I interacted with New Media in a safe way, by riding the wave, not getting in front of it. I taught a fairly intensive course for gear head New Media students exploring Director, Lingo, and the architecture of interactive, event driven systems. There were very interesting topics to be explored – a behavioral, multi-process, multi-agent, actor based model of computation set within a funky framework of movies, scripts, sprites, and behaviors. But this stuff was easy for me. It’s just gear head mechanics.
In addition to this Director course, I also co-taught a New Media overview course, using a fairly traditional “multi-media” textbook. Again, this seemed ambitious to me, but was ultimately a fairly safe exercise. Ride the wave, and dump heaps of technology on the students. It wasn’t about “New Media.”
Fast forward 10 or so years. I was off in Computer Science working on software architecture and reuse, technology for K-12 education, and complex adaptive systems. During that time I participated in a project with the MIT Media Lab Epistemology and Learning group and the Santa Fe Institute for Complexity to teach complex adaptive systems to high school teachers and students. I also worked on a project with Seymour Papert to develop new programming paradigms for young programmers. Actually the University of Maine ASAP New Media Lab helped me to develop web presence for some of this work.
New Media faculty member Mike Scott had mentioned to me a few times about the future possibility of me taking the New Media chair position. I finally said, “Ok, let’s hear what you have to offer.” One thing led to another, a bit of soul searching, personal exploration into New Media issues, a bit of poking around the department’s faculty and projects, and here I am.
I see challenges ahead for the department. There’s a delicate balance that needs to be maintained in any academic department between theory and practice, and there’s a golden opportunity here to explore that balance in a department as young as New Media. We’ve always said that Computer Science is a relatively young discipline, if only based on the fact that most of its seminal work has been done by researchers that are still alive (or, as we get a bit older, recently passed on). Unfortunately Computer Science is becoming mature enough that it is fracturing into a number of sub-disciplines; database systems, software architecture, programming languages, 2D and 3D graphics, operating systems, security, networking, algorithms, complexity, and artificial intelligence, to name just a few. Undergraduate programs are top-heavy with very narrow domain courses that seem to need to be taught at all costs. The price is high. True innovation is left until the final Capstone experience, and once students get to that point a bit too much of their innovative spark has been squeezed out.
New Media on the other hand is still in its generalist phase. True New Media researchers still study and reflect on all aspects of the New Media problem, just as Computer Scientists did in the ’50’s and ’60’s. We can embrace this newness, developing synergies between faculty and students that we can’t as easily do in a Computer Science Department of similar size. And that’s the challenge – intense collaboration. The whole can be much greater than the sum of its parts.
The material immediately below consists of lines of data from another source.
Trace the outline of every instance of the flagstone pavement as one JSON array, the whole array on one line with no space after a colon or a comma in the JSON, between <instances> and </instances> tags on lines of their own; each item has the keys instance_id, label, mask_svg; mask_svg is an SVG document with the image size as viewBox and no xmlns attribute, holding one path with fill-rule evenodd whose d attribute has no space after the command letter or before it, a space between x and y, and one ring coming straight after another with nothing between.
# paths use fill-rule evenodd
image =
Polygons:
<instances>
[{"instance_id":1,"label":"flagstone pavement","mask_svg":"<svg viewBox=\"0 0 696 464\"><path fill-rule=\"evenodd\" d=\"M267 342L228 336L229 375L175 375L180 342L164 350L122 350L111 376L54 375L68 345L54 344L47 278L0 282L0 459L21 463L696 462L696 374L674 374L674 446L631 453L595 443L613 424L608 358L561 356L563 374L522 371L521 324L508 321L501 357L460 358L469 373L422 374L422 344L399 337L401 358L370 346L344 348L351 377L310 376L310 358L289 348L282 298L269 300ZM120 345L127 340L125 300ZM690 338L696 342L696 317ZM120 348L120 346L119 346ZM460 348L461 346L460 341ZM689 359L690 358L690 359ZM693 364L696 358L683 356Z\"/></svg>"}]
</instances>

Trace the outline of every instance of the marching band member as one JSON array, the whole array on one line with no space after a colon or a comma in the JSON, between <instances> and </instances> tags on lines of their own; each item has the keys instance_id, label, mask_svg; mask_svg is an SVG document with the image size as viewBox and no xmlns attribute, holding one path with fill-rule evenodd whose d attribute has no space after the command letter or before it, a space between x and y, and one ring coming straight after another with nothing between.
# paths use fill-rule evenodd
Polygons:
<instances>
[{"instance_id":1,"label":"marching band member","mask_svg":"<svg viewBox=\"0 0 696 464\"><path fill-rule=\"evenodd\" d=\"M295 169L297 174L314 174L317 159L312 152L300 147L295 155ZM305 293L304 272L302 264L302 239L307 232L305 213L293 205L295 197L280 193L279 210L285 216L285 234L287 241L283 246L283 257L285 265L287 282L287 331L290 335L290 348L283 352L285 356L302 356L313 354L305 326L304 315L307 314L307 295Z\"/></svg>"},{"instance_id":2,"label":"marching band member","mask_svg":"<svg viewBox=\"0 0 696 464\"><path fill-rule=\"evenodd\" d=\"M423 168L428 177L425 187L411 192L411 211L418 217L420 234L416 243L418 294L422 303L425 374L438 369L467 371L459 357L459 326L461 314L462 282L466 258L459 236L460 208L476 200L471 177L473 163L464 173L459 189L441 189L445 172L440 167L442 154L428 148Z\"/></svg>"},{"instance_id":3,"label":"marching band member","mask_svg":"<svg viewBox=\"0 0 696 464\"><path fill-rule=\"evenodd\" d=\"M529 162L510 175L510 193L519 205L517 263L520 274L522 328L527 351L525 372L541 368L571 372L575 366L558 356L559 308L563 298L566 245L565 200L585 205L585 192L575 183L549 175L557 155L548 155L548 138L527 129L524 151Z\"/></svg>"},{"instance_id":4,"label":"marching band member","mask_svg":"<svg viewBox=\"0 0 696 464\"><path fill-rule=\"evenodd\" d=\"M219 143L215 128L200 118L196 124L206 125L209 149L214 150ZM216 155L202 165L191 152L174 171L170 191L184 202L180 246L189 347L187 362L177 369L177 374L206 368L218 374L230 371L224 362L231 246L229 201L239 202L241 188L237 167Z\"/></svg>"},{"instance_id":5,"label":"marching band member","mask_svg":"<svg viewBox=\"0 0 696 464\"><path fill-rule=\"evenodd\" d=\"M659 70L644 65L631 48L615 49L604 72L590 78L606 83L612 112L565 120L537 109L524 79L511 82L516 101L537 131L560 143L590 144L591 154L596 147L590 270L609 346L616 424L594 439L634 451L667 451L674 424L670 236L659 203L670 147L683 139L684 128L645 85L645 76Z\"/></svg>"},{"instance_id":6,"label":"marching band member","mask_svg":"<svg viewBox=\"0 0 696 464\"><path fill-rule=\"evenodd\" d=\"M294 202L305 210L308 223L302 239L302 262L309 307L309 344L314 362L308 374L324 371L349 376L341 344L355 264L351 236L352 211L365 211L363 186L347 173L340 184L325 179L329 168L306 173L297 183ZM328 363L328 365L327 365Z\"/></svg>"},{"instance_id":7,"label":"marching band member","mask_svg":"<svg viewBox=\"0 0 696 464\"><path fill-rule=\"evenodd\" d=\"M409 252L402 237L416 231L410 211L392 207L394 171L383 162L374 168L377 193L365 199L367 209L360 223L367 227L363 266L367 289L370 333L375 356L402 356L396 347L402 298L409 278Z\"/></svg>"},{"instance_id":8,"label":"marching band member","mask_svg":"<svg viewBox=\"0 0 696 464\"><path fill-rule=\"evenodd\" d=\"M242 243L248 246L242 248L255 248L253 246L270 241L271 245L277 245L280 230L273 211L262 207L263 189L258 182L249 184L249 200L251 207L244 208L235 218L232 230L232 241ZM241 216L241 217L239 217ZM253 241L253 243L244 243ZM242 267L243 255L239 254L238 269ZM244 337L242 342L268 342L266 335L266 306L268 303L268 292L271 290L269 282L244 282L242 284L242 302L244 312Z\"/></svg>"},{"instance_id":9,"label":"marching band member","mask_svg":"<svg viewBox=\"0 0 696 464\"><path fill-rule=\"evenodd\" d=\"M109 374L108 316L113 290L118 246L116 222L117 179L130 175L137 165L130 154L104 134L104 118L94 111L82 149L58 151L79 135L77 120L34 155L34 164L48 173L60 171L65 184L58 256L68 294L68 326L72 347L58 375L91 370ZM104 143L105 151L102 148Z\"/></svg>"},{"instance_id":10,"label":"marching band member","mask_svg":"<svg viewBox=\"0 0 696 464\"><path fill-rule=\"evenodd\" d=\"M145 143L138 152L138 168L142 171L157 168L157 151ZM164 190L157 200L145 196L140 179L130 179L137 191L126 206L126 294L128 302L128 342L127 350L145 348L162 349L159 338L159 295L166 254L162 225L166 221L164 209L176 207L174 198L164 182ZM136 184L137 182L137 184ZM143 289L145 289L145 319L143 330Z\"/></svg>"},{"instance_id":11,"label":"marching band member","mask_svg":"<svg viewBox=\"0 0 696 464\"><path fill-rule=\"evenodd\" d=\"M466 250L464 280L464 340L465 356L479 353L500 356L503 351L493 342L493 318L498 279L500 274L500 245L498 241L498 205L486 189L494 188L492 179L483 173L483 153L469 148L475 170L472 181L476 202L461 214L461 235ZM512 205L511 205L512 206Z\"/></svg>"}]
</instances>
I’d like to use this blog to explore ideas in New Media that are interesting to me. By no means will I attempt to try to create a complete cover of the discipline. I have little clue what that might entail. But I have been stimulated by a number of topics that I’d like to share with you. Maybe that’ll stimulate you to share your thoughts with me. As Arlo Guthrie says, and I’m liberally paraphrasing here, “if we can get 50 new people a day thinking about this stuff, it’ll be a movement.”